In autobiographical books written by exiles, the moment of emigration is often addressed in the first few pages—regardless of where it fell in a writer’s life. I went to Vladimir Nabokov’s Speak, Memory to look for the relevant quote in its familiar place. This took a while because the phrase was actually on page 250 out of 310. Here it is: “The break in my own destiny affords me in retrospect a syncopal kick that I would not have missed for worlds.”

This is an often-quoted phrase in a book full of quotable sentences. The cultural critic and my late friend Svetlana Boym analyzed Nabokov’s application of the word “syncope,” which has three distinct uses: in linguistics it’s the shortening of a word by omission of a sound or syllable from its middle; in music it is a change of rhythm and shift of accent when a normally weak beat is stressed; and in medicine it is a brief loss of consciousness. “Syncope,” wrote Svetlana, “is the opposite of symbol and synthesis.”

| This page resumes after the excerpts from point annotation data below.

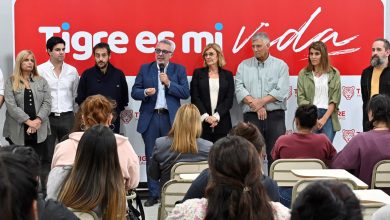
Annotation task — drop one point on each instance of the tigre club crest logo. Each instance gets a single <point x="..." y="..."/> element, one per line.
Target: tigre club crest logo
<point x="348" y="92"/>
<point x="289" y="92"/>
<point x="126" y="115"/>
<point x="348" y="134"/>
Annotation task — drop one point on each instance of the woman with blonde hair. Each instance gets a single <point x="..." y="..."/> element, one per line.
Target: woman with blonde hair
<point x="96" y="109"/>
<point x="95" y="182"/>
<point x="183" y="143"/>
<point x="212" y="91"/>
<point x="28" y="101"/>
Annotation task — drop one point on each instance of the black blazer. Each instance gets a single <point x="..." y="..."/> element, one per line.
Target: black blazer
<point x="200" y="96"/>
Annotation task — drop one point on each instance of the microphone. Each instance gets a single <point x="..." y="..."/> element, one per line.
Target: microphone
<point x="161" y="66"/>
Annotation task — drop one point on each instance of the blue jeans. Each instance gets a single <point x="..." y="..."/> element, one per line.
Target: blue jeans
<point x="327" y="129"/>
<point x="285" y="194"/>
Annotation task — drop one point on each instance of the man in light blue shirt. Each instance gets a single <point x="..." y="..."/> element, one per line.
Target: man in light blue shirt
<point x="262" y="85"/>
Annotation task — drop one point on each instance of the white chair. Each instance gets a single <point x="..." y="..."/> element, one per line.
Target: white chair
<point x="281" y="169"/>
<point x="171" y="192"/>
<point x="303" y="183"/>
<point x="381" y="174"/>
<point x="187" y="168"/>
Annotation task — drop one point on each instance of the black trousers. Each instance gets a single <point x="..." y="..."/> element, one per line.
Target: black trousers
<point x="271" y="128"/>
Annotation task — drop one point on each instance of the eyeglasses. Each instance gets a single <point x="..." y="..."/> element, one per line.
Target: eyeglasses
<point x="159" y="51"/>
<point x="208" y="54"/>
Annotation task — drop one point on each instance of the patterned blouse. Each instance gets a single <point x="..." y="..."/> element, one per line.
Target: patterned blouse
<point x="195" y="209"/>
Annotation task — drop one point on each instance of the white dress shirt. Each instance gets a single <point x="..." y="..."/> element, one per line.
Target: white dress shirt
<point x="63" y="87"/>
<point x="321" y="98"/>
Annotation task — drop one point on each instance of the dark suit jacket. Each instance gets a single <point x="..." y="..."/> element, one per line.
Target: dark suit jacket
<point x="200" y="96"/>
<point x="148" y="78"/>
<point x="365" y="85"/>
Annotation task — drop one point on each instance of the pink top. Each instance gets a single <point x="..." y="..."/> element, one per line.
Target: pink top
<point x="65" y="154"/>
<point x="196" y="209"/>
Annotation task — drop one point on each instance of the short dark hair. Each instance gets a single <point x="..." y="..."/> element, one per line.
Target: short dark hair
<point x="234" y="190"/>
<point x="379" y="106"/>
<point x="51" y="42"/>
<point x="385" y="42"/>
<point x="102" y="45"/>
<point x="329" y="199"/>
<point x="250" y="132"/>
<point x="306" y="115"/>
<point x="18" y="187"/>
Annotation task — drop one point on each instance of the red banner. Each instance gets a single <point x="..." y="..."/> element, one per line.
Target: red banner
<point x="132" y="29"/>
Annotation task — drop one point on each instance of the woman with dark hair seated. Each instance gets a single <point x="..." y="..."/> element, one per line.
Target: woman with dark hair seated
<point x="302" y="144"/>
<point x="29" y="158"/>
<point x="250" y="132"/>
<point x="183" y="143"/>
<point x="18" y="189"/>
<point x="95" y="110"/>
<point x="234" y="191"/>
<point x="324" y="200"/>
<point x="95" y="182"/>
<point x="365" y="149"/>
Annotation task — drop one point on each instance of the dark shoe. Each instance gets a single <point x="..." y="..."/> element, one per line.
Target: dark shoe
<point x="151" y="201"/>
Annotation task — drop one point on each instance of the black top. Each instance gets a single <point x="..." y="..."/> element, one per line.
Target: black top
<point x="198" y="187"/>
<point x="29" y="109"/>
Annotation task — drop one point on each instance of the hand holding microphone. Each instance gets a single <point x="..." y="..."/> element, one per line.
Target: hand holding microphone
<point x="163" y="76"/>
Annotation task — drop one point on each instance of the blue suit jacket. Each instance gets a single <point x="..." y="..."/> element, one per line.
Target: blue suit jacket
<point x="148" y="78"/>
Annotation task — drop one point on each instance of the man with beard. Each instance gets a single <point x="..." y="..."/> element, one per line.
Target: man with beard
<point x="262" y="83"/>
<point x="159" y="85"/>
<point x="376" y="78"/>
<point x="104" y="79"/>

Suketu Mehta, in his Maximum City, wrote:

Each person’s life is dominated by a central event, which shapes and distorts everything that comes after it and, in retrospect, everything that came before. For me, it was going to live in America at the age of fourteen. It’s a difficult age at which to change countries. You haven’t quite finished growing up where you were and you’re never well in your skin in the one you’re moving to.

Mehta didn’t let me down: this assertion appears in the very first pages of his magnificent book; also, he moved to America at the same age that I did. And while I think he might be wrong about everyone, I am certain he is right about émigrés: the break colors everything that came before and after.

Svetlana Boym had a private theory: an émigré’s life continues in the land left behind. It’s a parallel story. In an unpublished piece, she tried to imagine the parallel lives her Soviet/Russian/Jewish left-behind self was leading. Toward the end of her life, this retracing and reimagining became something of an obsession. She also had a theory about me: that I had gone back to reclaim a life that had been interrupted. In any case, there are many stories to be told about a single life.